Reviewed by TONY BAER:

   

DAVID GOODIS – Retreat from Oblivion. E.P. Dutton, hardcover, 1939. To be published in paperback by Stark House Press, paperback, October, 2024. (See comments.)

   Peyton Place meets WWII. Extramarital affairs between friends and neighbors in the rising middle bracket of Manhattan, circa 1939.

   Herb and wife Jean, they’re a pretty bad scene. Jean’s screwing Herb’s friend Paul. And frankly, Jean dear, he don’t give a damn.

   Then Jean gets preggers and Paul heads with her to China to become a fighter pilot against the Japanese. Which is good for the reader because Goodis can really write a good pulpy aviation yarn (given his record of selling air adventure stories to the aviation pulps).

   As Jean absconds with Paul, Herb’s on the make. He’s feeling reckless (was just at a go-kart track with a list of rules including ‘no wreckless driving’. The ‘w’ in ‘wreckless’ still visible through the white-out). Herb heads to Harlem and starts following a very attractive Italian looking girl. She stops and recommends the prostitutes one street over. He says he just needs someone to talk to. And it turns out, so does she.

   Her name’s Dorothy. Her husband is fighting the fascists in Spain. So now Herb feels guilty and can’t sleep with her. Even though she first tells him it’s okay and later begs for it.

   More good news for the reader. Dorothy’s hubbie being in the Spanish Civil War allows Goodis to write alternating chapters teleporting the reader from Peyton Place to the war in Spain with plenty of battle scenes for the losing cause.

   So that’s the picture. Peyton Place melodrama montaged with wartime atrocities.

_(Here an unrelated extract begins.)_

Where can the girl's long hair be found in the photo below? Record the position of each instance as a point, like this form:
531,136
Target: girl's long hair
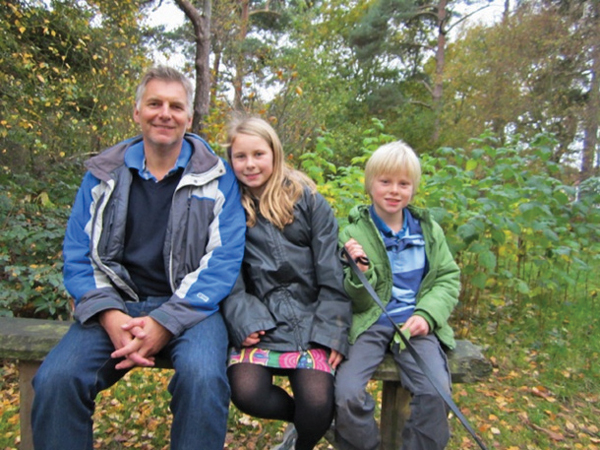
285,186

   What it could have amounted is a critique of the hypocritical Manhattan high-life where everybody’s trying to screw their neighbor in every way they can, whilst elsewhere people are heroically facing death and destruction.

   Yet when the time comes to hammer this point home, Goodis settles for the Hollywood ending. Perhaps seeking a Hollywood ending for himself, picturing himself in pictures, retreating from the existential oblivion that would hound him til the end.